“Black Families Matter” -Marty Guggenheim in the Chronicle for Social Change on Ending ASFA

Here.

These statements, however, have thus far only been focused on the need to change the means by which we exercise the police power in this country. It is, perhaps, too easy for child welfare organizations to attack a problem they have not played a significant role in creating. But these same groups have not yet turned their eyes inward to ask whether and how the system they helped build is also deeply shaped by racism.

This is a moment that also must focus on how we exercise the parens patriae power in this country (the power of the state to protect the vulnerable). This starts with a major overhaul of the Adoption and Safe Families Act, often referred to by its initials ASFA, which was signed into law in 1997.

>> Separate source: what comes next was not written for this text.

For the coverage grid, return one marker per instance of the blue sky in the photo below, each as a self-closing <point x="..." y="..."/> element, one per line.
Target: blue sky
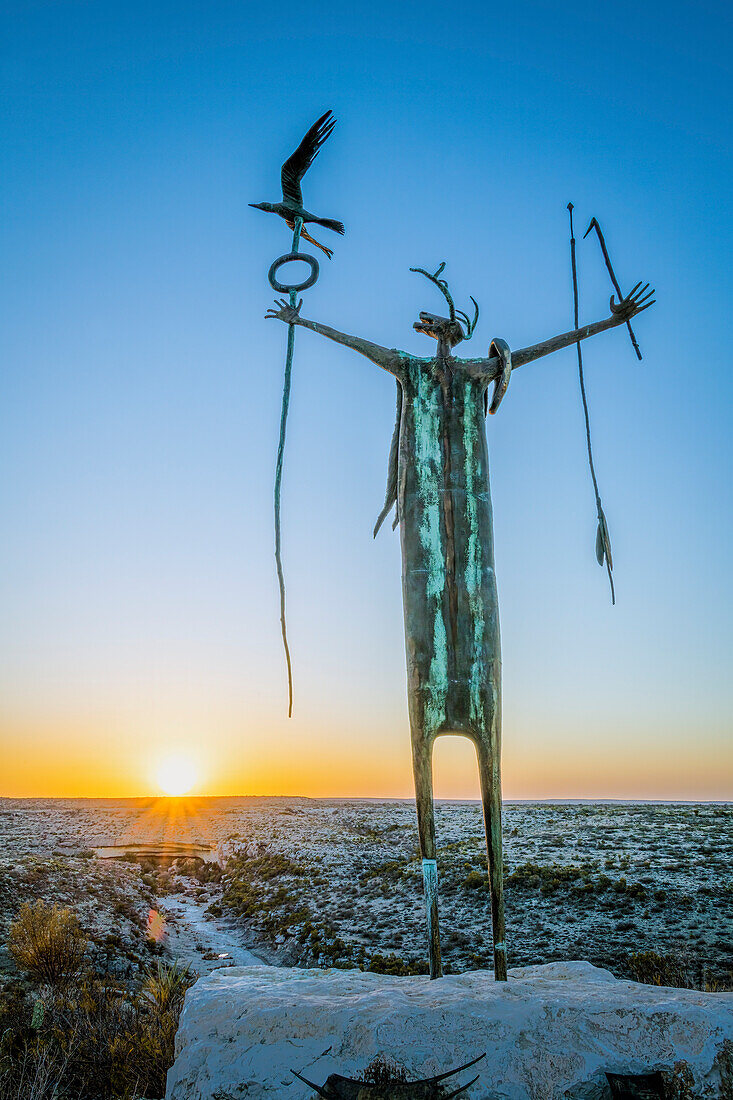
<point x="141" y="386"/>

With certain exceptions that states too often ignore, ASFA requires that child welfare agencies seek to terminate the parental rights of children whenever they have been in foster for 15 of the most recent 22 months. Courts are instructed to terminate parental rights unless the parent can show that the conditions that led to the removal initially no longer exist. The law has been responsible for the massive destruction of black and brown families. More than 2 million children’s parents’ rights have been terminated by American courts since ASFA was enacted.

This is not about the intentions of those who developed the system we have. It is about listening to the people it harms. It is an unpleasant truth that many of the organizations whose collective voice is condemning racist police practices now have for decades celebrated the approach enshrined in law by ASFA, some by explicitly celebrating adoption and others using the euphemism “permanency.”